I just said good-bye to Lisbeth.

Several weeks ago, my visiting nephew, Ryan, had told me the Stieg Larsson series was very good. I found "The Girl with the Dragon Tattoo" a little thick off the top, but when it got good, it was very good! The pace of  the second book helped make it my favorite and the New York Times assessment on its back cover, "intricate, puzzle-like...startling and violent", works for me.

The third book was only available in hardcover. After finishing the second, I thought, initially, I would simply wait until the third book came out in paperback. Ha! I managed to hold off two and a half weeks before I caved-in and bought "The Girl Who Kicked the Hornet's Nest". At least it was 30 per cent off!

During those two and a half weeks, I left Lisbeth at Gosseberga on a kitchen bench with a bullet in her brain. I needed to know she would be OK and that her father would get what was coming to him. I wanted to know what happened to Niederman.

I don't usually go for grotesque, twisted, literary fiction and the series is full of that, but the characters and plot were thoroughly compelling and well worth whatever wincing was necessary to get to the next paragraph.

For the third book, knowing there is no fourth, I would read a chapter on the train into or from work and then listen to my iPod.
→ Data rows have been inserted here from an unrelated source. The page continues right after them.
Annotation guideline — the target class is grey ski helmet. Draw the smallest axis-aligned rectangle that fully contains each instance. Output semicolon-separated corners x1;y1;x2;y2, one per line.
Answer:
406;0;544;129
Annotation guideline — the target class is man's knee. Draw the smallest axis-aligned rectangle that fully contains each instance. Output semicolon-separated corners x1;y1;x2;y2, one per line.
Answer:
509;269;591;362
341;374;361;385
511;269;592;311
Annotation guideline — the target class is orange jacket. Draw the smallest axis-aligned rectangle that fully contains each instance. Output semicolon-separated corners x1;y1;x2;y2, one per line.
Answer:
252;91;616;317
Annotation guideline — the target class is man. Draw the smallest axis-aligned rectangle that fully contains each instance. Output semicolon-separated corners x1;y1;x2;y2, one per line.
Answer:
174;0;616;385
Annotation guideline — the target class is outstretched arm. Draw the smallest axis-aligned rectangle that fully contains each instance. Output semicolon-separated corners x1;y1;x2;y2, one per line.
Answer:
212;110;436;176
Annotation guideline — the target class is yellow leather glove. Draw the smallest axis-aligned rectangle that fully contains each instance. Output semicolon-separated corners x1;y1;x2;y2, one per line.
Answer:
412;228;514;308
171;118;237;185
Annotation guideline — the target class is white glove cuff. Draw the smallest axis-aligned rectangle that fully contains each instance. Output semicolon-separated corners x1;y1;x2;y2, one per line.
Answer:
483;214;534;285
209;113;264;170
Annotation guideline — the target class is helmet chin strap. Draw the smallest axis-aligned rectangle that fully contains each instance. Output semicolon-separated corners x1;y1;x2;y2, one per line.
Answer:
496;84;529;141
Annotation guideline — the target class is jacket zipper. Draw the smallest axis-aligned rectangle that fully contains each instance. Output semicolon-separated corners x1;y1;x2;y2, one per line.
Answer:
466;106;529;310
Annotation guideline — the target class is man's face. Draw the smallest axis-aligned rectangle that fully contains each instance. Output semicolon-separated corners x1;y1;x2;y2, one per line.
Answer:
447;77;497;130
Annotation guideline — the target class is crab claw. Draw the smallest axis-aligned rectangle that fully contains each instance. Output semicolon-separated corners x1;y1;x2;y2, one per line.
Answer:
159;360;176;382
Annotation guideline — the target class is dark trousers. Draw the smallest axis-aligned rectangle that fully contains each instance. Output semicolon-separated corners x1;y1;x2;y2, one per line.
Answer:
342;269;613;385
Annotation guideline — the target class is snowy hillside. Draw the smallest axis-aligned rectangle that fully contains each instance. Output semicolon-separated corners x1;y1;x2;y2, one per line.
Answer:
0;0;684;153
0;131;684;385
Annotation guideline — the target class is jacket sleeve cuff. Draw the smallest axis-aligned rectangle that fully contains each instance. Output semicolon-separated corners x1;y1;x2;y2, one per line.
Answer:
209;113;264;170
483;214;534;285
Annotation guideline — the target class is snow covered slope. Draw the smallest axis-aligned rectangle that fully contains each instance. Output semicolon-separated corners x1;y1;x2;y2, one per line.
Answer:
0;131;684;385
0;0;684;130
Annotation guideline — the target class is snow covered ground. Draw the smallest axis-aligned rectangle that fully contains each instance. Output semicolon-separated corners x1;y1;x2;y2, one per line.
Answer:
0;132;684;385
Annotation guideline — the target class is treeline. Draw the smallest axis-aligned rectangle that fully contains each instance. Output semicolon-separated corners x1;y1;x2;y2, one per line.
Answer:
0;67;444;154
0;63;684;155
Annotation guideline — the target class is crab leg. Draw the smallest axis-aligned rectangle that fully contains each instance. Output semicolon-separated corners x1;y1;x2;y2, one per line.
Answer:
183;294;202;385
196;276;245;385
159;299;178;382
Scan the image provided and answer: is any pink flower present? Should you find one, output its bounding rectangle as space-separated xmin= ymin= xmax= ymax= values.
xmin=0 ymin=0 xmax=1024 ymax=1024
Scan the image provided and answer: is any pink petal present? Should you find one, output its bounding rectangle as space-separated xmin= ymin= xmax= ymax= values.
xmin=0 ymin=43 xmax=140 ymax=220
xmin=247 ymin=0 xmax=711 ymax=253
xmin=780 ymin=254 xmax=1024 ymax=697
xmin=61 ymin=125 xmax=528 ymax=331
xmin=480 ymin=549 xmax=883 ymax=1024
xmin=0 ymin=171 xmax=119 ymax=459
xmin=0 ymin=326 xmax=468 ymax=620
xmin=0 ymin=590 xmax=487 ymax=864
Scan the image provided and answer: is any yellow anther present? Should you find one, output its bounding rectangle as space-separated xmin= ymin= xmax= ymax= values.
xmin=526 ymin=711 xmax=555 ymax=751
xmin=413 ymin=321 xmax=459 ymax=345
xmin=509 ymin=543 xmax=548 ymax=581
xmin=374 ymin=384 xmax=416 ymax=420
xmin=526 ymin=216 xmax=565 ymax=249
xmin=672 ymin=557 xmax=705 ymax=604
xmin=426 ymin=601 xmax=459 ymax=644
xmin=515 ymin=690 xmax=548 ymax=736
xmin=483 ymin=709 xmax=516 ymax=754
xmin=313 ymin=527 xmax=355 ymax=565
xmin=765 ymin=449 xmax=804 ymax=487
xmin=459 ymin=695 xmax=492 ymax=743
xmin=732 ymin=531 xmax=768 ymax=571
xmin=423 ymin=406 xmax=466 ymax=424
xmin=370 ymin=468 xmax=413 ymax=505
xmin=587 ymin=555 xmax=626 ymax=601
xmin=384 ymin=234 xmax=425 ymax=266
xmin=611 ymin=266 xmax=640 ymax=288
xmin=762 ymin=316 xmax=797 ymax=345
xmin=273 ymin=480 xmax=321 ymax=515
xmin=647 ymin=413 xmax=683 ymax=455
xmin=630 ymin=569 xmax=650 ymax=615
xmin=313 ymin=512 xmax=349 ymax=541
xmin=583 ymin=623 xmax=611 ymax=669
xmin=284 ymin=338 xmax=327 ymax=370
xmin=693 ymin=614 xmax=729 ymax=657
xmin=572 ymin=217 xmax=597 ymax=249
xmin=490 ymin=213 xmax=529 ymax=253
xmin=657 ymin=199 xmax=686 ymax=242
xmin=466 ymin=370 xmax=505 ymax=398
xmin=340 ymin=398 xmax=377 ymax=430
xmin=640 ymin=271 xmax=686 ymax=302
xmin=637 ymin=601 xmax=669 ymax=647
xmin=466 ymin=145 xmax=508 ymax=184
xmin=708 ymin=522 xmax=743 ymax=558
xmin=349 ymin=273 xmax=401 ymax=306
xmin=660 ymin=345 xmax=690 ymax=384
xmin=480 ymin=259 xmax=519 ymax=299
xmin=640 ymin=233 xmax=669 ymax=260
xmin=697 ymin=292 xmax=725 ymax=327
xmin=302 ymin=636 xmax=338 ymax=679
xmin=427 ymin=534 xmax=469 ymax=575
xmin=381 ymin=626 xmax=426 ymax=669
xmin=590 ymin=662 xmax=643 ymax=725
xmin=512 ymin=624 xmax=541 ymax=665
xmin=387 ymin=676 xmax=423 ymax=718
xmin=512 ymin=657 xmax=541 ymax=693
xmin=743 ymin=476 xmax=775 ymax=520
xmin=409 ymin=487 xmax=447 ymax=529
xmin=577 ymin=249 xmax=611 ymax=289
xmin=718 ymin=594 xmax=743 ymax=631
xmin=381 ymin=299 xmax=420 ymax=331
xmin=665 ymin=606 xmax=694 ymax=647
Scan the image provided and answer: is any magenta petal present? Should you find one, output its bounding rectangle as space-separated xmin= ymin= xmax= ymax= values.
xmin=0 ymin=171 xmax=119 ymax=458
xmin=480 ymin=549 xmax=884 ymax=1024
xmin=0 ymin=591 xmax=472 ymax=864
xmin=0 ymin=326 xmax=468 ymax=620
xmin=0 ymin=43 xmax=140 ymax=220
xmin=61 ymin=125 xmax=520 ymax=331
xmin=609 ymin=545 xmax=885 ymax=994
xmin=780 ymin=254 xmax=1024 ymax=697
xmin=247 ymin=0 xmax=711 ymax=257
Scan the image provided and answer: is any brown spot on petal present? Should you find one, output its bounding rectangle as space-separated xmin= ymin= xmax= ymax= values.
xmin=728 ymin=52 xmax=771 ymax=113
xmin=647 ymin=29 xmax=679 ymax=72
I didn't want to get to the end and had decided to limit myself to one chapter at a time. This has been going on for a few weeks. This week, because I was so close to the end, I gave myself permission to finish the story and series. I was just sitting out on the back deck in the sunshine reading the last pages.

Author Stieg Larsson had half-finished a fourth book, set in Canada, when he died in 2004. I'm not sure I look forward to Hollywood's version of his stories.

While I may not hear any more about Lisbeth, I will always be hoping that she's keeping out of trouble.

1 comment:

  1. Glad you enjoyed the series! As far as the movies are concerned, the Swedish adaptations of all three novels, while faithful to the books, aren't the greatest movies. The first film is great, but the other two don't quite do the books justice.

    Right now however David Fincher, and pretty much everyone that worked on The Social Network (with the exception of Aaron Sorkin) is filming an "American" adaptation of the first book. If anyone is capable of turning the book into an even better film than they did in Sweden, it's David Fincher.